To retrieve, read the index file into programmattic storage and store as a binary tree. If search times are a problem, you might hash the keys and store values into a table and handle collision with a simple add to next available slot. To retrieve content, get block number (and length) from your index find; read the content from the second file (expand if you compressed).
I am trying to update a file, but only certain lines. There are a lot of lines and I don't want to rewrite the whole file to update it.
Ex. out of 4k line i need to change 5 item in n-th item
Most answers on this question use two files or rewrite it completely. I am wondering if there is a more effective command for this, one that can attack one line at a time without writing the whole file at the end of the process. If no possible way, what would be most efficient way to do so.
I used Python 2.7
The problem is, files on the disk are just a sequence of bytes. And not an intelligently stored sequence of lines.
That is, you can alter the n'th line in your file, if and only if, the amount of bytes it contains remains the same after that operation.
If your csv format allows to contain arbitrary amounts of insignificant whitespace as part of those lines, you could make them large enough to hold any data you may ever write to it (say a fixed large-enough-line-size). Then you can update single lines without a rewrite of the entire file. You need to make sure that you overwrite the previous content (if any), though.
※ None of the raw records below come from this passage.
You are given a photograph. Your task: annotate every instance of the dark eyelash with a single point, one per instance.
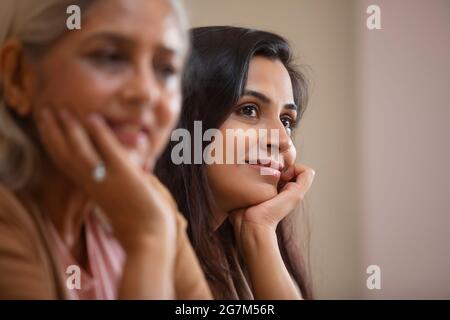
(107, 56)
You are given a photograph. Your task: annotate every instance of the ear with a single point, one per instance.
(16, 75)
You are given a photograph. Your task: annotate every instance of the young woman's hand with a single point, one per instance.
(294, 184)
(255, 232)
(126, 195)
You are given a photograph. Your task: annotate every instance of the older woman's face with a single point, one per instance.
(125, 65)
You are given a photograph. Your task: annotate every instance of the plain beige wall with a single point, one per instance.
(404, 120)
(376, 132)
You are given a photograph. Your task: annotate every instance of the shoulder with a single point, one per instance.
(23, 254)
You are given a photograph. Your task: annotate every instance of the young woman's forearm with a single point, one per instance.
(268, 274)
(148, 270)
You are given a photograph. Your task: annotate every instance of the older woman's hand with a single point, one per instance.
(134, 206)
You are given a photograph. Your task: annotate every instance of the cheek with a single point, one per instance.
(75, 87)
(231, 193)
(290, 156)
(166, 115)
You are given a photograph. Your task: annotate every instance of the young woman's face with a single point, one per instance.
(267, 103)
(124, 64)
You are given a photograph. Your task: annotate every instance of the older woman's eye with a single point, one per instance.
(288, 123)
(164, 72)
(248, 111)
(108, 57)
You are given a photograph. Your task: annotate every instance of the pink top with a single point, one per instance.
(105, 262)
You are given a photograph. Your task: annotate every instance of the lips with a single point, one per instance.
(129, 132)
(267, 167)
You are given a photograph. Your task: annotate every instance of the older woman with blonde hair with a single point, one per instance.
(84, 114)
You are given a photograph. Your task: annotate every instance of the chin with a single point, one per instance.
(254, 193)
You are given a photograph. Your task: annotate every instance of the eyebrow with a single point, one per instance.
(127, 41)
(267, 100)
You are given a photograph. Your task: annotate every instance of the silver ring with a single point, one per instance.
(99, 172)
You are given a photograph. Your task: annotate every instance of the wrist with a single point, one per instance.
(256, 237)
Question: How do you write data to an already existing file at the beginning of the file with out writing over what's already there and with out reading the entire file into memory? (e.g. prepend)
Info:
I'm working on a project right now where the program frequently dumps data into a file. this file will very quickly balloon up to 3-4gb. I'm running this simulation on a computer with only 768mb of ram. pulling all that data to the ram over and over will be a great pain and a huge waste of time. The simulation already takes long enough to run as it is.
The file is structured such that the number of dumps it makes is listed at the beginning with just a simple value, like 6. each time the program makes a new dump I want that to be incremented, so now it's 7. the problem lies with the 10th, 100th, 1000th, and so dump. the program will enter the 10 just fine, but remove the first letter of the next line:
"9\n580,2995,2083,028\n..."
"10\n80,2995,2083,028\n..."
obviously, the difference between 580 and 80 in this case is significant. I can't lose these values. so i need a way to add a little space in there so that I can add in this new data without losing my data or having to pull the entire file up and then rewrite it.
Basically what I'm looking for is a kind of prepend function. something to add data to the beginning of a file instead of the end.
Programmed in Python
~n
See the answers to this question:
How do I modify a text file in Python?
Summary: you can't do it without reading the file in (this is due to how the operating system works, rather than a Python limitation)
It's not addressing your original question, but here are some possible workarounds:
Use SQLite (it's bundled with your Python)
Use a fancier database, either RDBMS or NoSQL
Just track the number of dumps in a different text file
The first couple of options are a little more work up front, but provide more flexibility. The last option is the easiest solution to your current problem.
You could quite easily create an new file, output the data you wish to prepend to that file and then copy the content of the existing file and append it to the new one, then rename.
This would prevent having to read the whole file if that is the primary issue.